A menininha da imagem tem cerca de sete anos e foi diagnosticada com malária, anemia, pneumonia e desnutrição. A estes males que atingem não apenas àquela menina, mas a todo um povo deixado para morrer pelo seu próprio país, soma-se o fantasma do terrível vírus da Covid-19. Um cenário dos horrores para um país que tem o princípio ativo de tantos medicamentos com patentes internacionais ali mesmo, no "quintal" dos yanomamis.

A imagem que faz os olhos dos que possuem alguma entranha encherem-se de água, contrasta não apenas com a pujança desta nação, visto que o Brasil não é um país pobre, mas uma nação brutalmente desigual e concentradora de renda. A foto da pequena yanomami contrasta com a ideia de vida saudável e longe dos artificialismos da chamada "civilização" e, neste ano olímpico, a imagem de uma aldeia indígena também faz lembrar os Jogos dos Povos Indígenas.

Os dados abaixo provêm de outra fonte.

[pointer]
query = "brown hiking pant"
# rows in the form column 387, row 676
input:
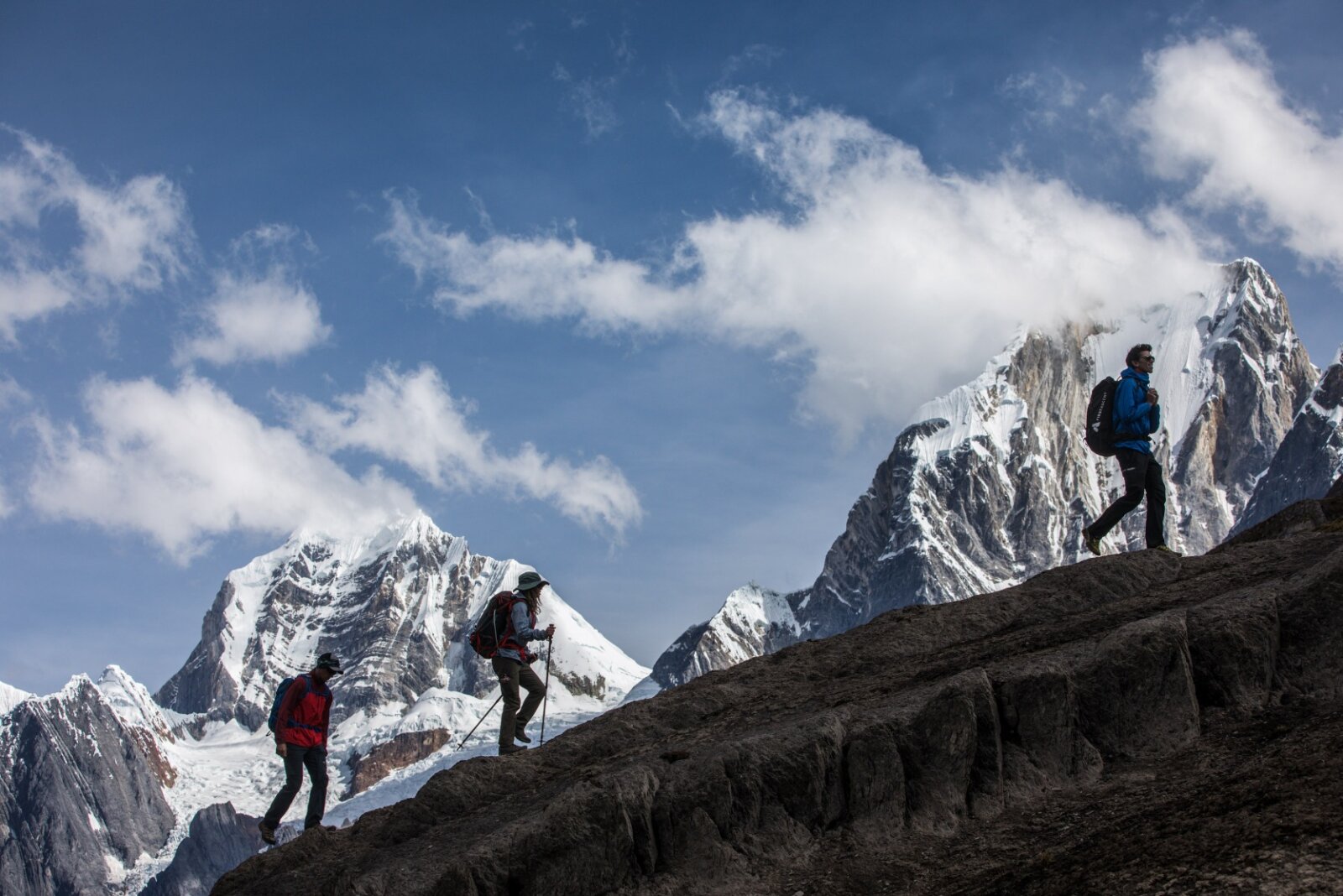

Criados em 1996, muitas das modalidades que faziam parte dos Jogos dos Povos Indígenas não por acaso estão nos Jogos Olímpicos, como canoagem, arco e flecha, arremesso de lança, atletismo, natação em águas abertas. São atividades humanas inventadas, iniciadas por povos originários do planeta inteiro. Os Jogos também tinham futebol como o praticado no mundo todo e, obviamente, está difundido também entre os povos indígenas. Por que não? No entanto, o mais fascinante nesta competição são as provas típicas de determinado povo, que entravam no evento como demonstração. Entre estas, uma chama a atenção: Xikunahity. Pronuncia-se Zikunariti, na linguagem dos Paresi, e Hiara na língua dos Enawenê Nawê. Este esporte é uma espécie de...futebol! Só que apenas jogado com a cabeça.

Quando vi imagens do Xikunahity pela primeira vez, lembrei que vi um jogo muito semelhante numa apresentação no México, sobre os hábitos dos Maias que construíram a impressionante pirâmide de Chichén Itzá, uma das sete maravilhas do mundo. A conclusão é um clichê, mas não escapamos dela: O mundo é um só. Estamos interligados. As raízes que nos formaram estão fincadas no mesmo solo planetário. A menina yanomami é minha filha e minha irmã. Os milhões de mortos pela Covid 19 são todos parentes.

É como diz o poema de John Donne: "Nenhum homem é uma ilha, completa em si mesma; todo homem é um pedaço do continente, uma parte da terra firme. (...) A morte de qualquer homem diminui a mim, porque na humanidade me encontro envolvido; por isso, nunca mandes perguntar por quem os sinos dobram; eles dobram por ti".